Normalization is the process of organising columns and tables to minimise redundancy and avoid anomalies — the insertion, update and deletion problems that arise when one table tries to store too much. You apply a series of normal forms, each removing a specific kind of bad dependency.
Why normalize
Storing everything in one wide table causes anomalies: the same fact is repeated (update anomaly), you can't add data without unrelated data (insertion anomaly), or deleting a row loses unrelated facts (deletion anomaly). Normalization splits tables so each fact lives in exactly one place.
The normal forms
| Form | Rule (informally) |
|---|---|
| 1NF | atomic values; no repeating groups or multi-valued cells |
| 2NF | 1NF + no partial dependency on part of a composite key |
| 3NF | 2NF + no transitive dependency (non-key depends on non-key) |
| BCNF | stricter 3NF: every determinant is a candidate key |
⚡ The edge
- A memorable summary: 1NF kills repeating groups; 2NF removes partial dependencies; 3NF removes transitive dependencies; BCNF demands every determinant be a candidate key.

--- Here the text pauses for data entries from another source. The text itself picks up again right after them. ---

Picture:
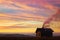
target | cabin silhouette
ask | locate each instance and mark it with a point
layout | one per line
(44, 32)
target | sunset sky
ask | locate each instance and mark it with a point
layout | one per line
(24, 16)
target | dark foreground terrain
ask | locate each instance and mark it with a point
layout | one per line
(28, 38)
(24, 37)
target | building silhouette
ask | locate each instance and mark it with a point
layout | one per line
(44, 32)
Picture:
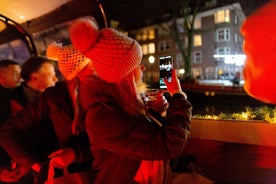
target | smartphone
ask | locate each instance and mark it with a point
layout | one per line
(165, 70)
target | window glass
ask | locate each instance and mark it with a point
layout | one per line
(15, 50)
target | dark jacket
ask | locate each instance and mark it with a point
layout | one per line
(55, 104)
(5, 113)
(120, 141)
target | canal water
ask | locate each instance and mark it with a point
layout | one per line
(216, 104)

- Normalize to reduce redundancy, but be ready to discuss denormalization — deliberately adding redundancy back for read performance, a real trade-off in analytics systems.
Worked example
'What is the difference between 2NF and 3NF?'
- Both assume the table is already in the previous form (1NF, then 2NF).
- 2NF removes partial dependencies — a non-key attribute depending on only part of a composite key.
- 3NF removes transitive dependencies — a non-key attribute depending on another non-key attribute.
Answer: 2NF removes partial dependencies on a composite key; 3NF removes transitive (non-key -> non-key) dependencies.
Worked example
'Why normalize a database?'
- State the goal: reduce data redundancy and the anomalies it causes.
- Name the three anomalies: insertion, update and deletion.
- Conclude: each fact stored once means updates touch one place and the data stays consistent.
Answer: To eliminate redundancy and the insertion/update/deletion anomalies, keeping each fact in one place.
⚠ Watch out
- Each normal form assumes the previous one — you can't be in 3NF without being in 2NF.
- 2NF is about partial dependency; 3NF is about transitive dependency — don't swap them.
- More normalization isn't always better: heavy normalization can hurt read performance, hence denormalization.